Folha de S. Paulo
Reações escandalizadas se devem a vieses e
caem como uma luva para o republicano
As deportações dos últimos dias foram
basicamente iguais às feitas
pelos EUA já há alguns anos. No governo Biden, por exemplo, mais de
7.000 brasileiros foram deportados para cá, inclusive
com o uso das algemas. Os 88 brasileiros que
chegaram na sexta-feira, aliás, tinham sido apreendidos no governo Biden e
aguardavam a deportação.
O que mudou, então? Primeiro: agora
foram aviões militares. Segundo: o presidente agora era Trump. Ele próprio
alardeia seu combate contra a imigração como algo sem precedentes. Ele de fato
promete aumentar substancialmente as deportações, mas o que vimos essas dias
foi continuidade, não mudança.
As reações escandalizadas de agora, portanto, se devem a nossos vieses. E caem
como uma luva para Trump, que quer ser visto como duro com a imigração. Deixar
progressistas indignados é um ganho para ele. Foi para isso que foi eleito.
Assim, a reação do presidente da Colômbia, Gustavo Petro,
de proibir o pouso do avião de deportados foi um prato cheio para Trump.
Primeiro porque foi uma decisão completamente equivocada e, portanto, à qual
foi fácil de se contrapor. Petro mandou o avião americano que já tinha sido
autorizado dar meia-volta. Mais grave ainda: impediu os cidadãos de seu próprio
país de voltarem para casa, fazendo com que ficassem mais tempo presos em
centros de detenção americanos. Armar um circo de ultraje moral performático às
custas dos próprios cidadãos não é boa política.

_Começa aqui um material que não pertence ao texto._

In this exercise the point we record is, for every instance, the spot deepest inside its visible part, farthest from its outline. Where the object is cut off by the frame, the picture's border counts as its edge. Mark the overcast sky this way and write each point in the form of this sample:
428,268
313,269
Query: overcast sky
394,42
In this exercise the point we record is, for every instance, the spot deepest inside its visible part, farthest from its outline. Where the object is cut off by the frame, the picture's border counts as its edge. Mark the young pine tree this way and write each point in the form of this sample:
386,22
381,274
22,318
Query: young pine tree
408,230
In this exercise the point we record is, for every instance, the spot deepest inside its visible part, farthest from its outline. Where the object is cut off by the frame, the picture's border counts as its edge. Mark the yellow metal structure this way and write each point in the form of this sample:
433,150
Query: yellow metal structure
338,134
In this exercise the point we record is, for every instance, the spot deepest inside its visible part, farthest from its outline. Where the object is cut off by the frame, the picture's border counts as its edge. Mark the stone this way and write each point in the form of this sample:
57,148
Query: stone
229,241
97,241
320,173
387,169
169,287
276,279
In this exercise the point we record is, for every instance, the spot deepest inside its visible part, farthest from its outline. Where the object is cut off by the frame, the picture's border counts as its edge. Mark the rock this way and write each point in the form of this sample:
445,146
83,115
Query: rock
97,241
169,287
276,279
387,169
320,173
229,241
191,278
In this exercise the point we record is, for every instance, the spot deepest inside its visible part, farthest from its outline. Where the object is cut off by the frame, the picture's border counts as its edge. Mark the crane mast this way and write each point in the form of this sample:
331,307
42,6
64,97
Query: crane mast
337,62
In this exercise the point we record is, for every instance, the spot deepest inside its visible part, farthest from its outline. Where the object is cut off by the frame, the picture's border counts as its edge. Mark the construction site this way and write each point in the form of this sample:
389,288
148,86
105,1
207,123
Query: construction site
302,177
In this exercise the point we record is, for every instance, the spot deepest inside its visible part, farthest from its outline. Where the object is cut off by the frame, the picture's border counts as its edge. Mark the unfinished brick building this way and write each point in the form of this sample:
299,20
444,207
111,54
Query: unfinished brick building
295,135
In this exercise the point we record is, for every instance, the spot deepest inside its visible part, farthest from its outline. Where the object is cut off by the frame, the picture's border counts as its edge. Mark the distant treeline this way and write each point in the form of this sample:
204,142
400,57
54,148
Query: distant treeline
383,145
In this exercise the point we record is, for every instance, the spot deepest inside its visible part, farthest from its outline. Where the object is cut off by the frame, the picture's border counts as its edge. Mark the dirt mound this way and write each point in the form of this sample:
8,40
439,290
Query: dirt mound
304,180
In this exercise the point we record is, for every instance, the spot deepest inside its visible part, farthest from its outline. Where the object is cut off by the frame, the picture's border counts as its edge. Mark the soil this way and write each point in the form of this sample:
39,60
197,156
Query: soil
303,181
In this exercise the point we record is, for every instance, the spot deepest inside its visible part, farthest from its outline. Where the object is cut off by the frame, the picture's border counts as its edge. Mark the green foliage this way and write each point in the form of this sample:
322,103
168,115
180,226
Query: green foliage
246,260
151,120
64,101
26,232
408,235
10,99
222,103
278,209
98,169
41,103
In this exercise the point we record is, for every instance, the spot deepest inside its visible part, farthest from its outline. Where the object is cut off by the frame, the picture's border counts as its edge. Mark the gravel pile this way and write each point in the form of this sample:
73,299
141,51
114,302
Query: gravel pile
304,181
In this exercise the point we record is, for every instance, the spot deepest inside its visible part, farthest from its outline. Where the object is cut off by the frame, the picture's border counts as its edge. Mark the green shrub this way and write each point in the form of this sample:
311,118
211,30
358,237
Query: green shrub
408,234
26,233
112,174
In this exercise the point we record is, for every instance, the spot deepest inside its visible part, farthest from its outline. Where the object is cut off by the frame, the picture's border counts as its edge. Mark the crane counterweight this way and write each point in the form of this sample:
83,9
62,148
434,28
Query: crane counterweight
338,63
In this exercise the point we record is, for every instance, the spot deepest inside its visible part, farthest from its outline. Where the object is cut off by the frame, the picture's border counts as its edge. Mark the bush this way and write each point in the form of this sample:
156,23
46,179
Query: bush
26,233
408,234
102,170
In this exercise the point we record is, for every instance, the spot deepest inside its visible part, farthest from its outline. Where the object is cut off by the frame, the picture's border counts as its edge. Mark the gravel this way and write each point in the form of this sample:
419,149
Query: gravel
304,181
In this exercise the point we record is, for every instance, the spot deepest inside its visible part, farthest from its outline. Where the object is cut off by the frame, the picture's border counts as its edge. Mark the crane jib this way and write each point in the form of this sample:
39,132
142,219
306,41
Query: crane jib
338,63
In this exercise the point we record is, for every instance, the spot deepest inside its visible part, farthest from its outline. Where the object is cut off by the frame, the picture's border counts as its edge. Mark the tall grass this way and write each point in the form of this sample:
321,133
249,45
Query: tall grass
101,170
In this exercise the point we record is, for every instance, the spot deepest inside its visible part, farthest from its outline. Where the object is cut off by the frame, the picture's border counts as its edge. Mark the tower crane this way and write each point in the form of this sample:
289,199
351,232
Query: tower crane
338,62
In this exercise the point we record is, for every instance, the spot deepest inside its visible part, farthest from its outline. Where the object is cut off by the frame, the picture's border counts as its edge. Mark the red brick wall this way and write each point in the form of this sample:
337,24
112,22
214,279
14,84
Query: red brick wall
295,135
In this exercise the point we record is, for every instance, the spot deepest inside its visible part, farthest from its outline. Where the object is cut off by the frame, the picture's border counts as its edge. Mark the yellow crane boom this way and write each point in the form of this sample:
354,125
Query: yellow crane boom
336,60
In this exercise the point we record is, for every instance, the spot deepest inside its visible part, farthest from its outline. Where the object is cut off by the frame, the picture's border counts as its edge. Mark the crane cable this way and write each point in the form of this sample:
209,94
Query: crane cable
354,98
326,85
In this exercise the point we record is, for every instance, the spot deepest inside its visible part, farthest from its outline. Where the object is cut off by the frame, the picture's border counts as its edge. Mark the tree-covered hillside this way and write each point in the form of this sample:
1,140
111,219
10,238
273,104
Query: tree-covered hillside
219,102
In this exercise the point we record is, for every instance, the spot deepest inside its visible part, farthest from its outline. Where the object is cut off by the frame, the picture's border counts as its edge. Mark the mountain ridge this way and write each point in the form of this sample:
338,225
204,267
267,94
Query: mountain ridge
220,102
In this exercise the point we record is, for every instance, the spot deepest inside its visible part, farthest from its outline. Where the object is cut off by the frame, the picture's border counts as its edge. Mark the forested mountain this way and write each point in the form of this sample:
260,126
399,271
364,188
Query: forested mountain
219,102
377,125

Petro ainda subestimou o preço que a Colômbia pagaria. Trump reagiu à pequena
ofensa colombiana com
força brutal: tarifaço para todos os produtos colombianos e sanções
diplomáticas a membros do governo e seus apoiadores. Petro até tentou reagir:
também ameaçou tarifas e ainda publicou
um textão sentimental e patriótico na rede X em que citava "Cem
Anos de Solidão" e sugeria a Trump a tomarem "uma dose de
whisky".
Imagino que seus assessores devem ter deixado claro ao presidente que a
fantasia de ser um Aureliano
Buendía numa guerra trágica fadada à derrota não faria nada bem ao
país. Em poucas horas, Petro voltou atrás e aceitou
todos os termos dos EUA. Saiu humilhado. O governo Trump, por sua vez, pôde
publicar que "os eventos de hoje deixam claro para o mundo que a América
[ou seja, os EUA] é respeitada novamente".
Tudo que Trump deseja é enfrentar a oposição
no campo puramente moral. De um lado, o interesse do país, que ele representa;
do outro, o respeito a direitos abstratos exigidos por uma classe de
intelectuais e políticos de esquerda (e que, subentende-se, não servem ao
interesse nacional).
Já o Brasil mostra mais inteligência. O
confronto direto com Trump é um erro. Em cada conflito individual com países
latino-americanos, ele provavelmente conseguirá o que quer, dada a disparidade
de armas.
Fica, contudo, a lição: não dá para contar com os EUA no futuro. Ele vai querer
impor sua vontade de qualquer maneira, usando todos os meios à sua disposição.
Portanto, também não dá para depender dele. Cada arroubo de superioridade
americana nos faz querer mais distância do valentão do parquinho. O saldo
final, para os EUA, será afastar seus aliados cada vez mais. Precisaremos de
novos parceiros. O único jeito de convencer os EUA a serem cooperativos
novamente é mostrar que o egoísmo excessivo é um mau negócio.